On Making a Video: Free, White and 21
I decided to make Free, White and 21 after yet another run-in with racism in the art world and the white feminists. I was feeling very isolated as a token artist. I found that white women wanted me to be limited to their agenda. When they were beginning to be represented by galleries and shown in exhibitions, women of color were rarely considered. Their omission was rarely noticed, except by a few. I was told I was jealous because I noticed and talked about it. Racism, as a constant assault in the daily lives of all people of color, was not a high priority for them. It was seen as “a cause,” “a special interest group,” “political”—something for their temporary concern if their attention was engaged. Some of the women of color who spoke out were considered “belligerent.” I remember hearing that the feminists wished I had been “cooperative.”

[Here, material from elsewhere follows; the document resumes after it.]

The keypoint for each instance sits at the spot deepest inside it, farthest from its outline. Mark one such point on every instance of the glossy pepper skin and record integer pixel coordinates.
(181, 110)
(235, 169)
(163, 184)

The white voice was the dominant voice. What the white male’s voice was to the white female’s voice, the white female’s voice was to the woman of color’s voice. The dominant voice was usually limited to the middle- and upper-class white women, but all classes of white women participated consciously or unconsciously in racism. (Several years after I made the tape, when I saw the ending, I felt that it was symbolic of the women’s auxiliary of the KKK. Instead of a white sheet, like a bank robber, the white character covers her face with a “polite” white stocking.) I remember hearing racism explained as a distraction from the real issues offered by the system, which needed a scapegoat. The white voice was to be the dominant voice; its goals were to be the dominant goals. The collectives in the 1970s were often predominantly white. If they were not in charge, then business was not to be conducted.
It was about domination and the erasure of experience, canceling and rewriting history in a way that made one group feel safe and not threatened. I call it the “Hatshepsut maneuver.” The pharaohs who followed Hatshepsut’s reign removed the cartouche in an attempt to cancel out her place in history. In this case, the white women were removing the cartouches of women of color.
I quit my job at the Museum of Modern Art in 1979 and started teaching. Although I was beginning to be outspoken about issues of de facto censorship and racism in the art world, my work as an artist was usually devoid of personal, narrative, or autobiographical reference. I considered myself fairly voiceless in those days. Several months after I started teaching, I was in a freak accident as a passenger in the back seat of a car on the way to my job. One minute I was fine, the next I was in an ambulance. I had amnesia—a temporary loss of some of my long- and short-term memory. I was also aware that there were those who were pleased: because of my injuries, there was the possibility of my voice being muted. I know now that the desire to keep me silent, and to be pleased that I might be, by default, forced into silence, was an extension of the legacy of slavery and racism. I remember the day, almost within the first hour that I returned from two weeks in the hospital, when I received a call from one of the white feminists who asked me for a recommendation. I tried to explain that I had been injured. She was insistent that I should write it for her as soon as possible. I never did write it, but was enraged by her need for me to provide a “service” with full knowledge that I was injured and would need time to recover. I have found the need for service to be a common trait of “liberal” racists, even those who call themselves progressive—the expectation that they must be served constantly no matter how inconvenient it is to others. Whites often find this funny, but they do not know what it is like to always be expected to be grateful, to be taken advantage of, and to be considered needless and wantless. The women’s movement often talks about this relative to men’s expectations of them, but they rarely talk about their expectations of women of color and all people of color, who frankly represent 85 percent of the planet.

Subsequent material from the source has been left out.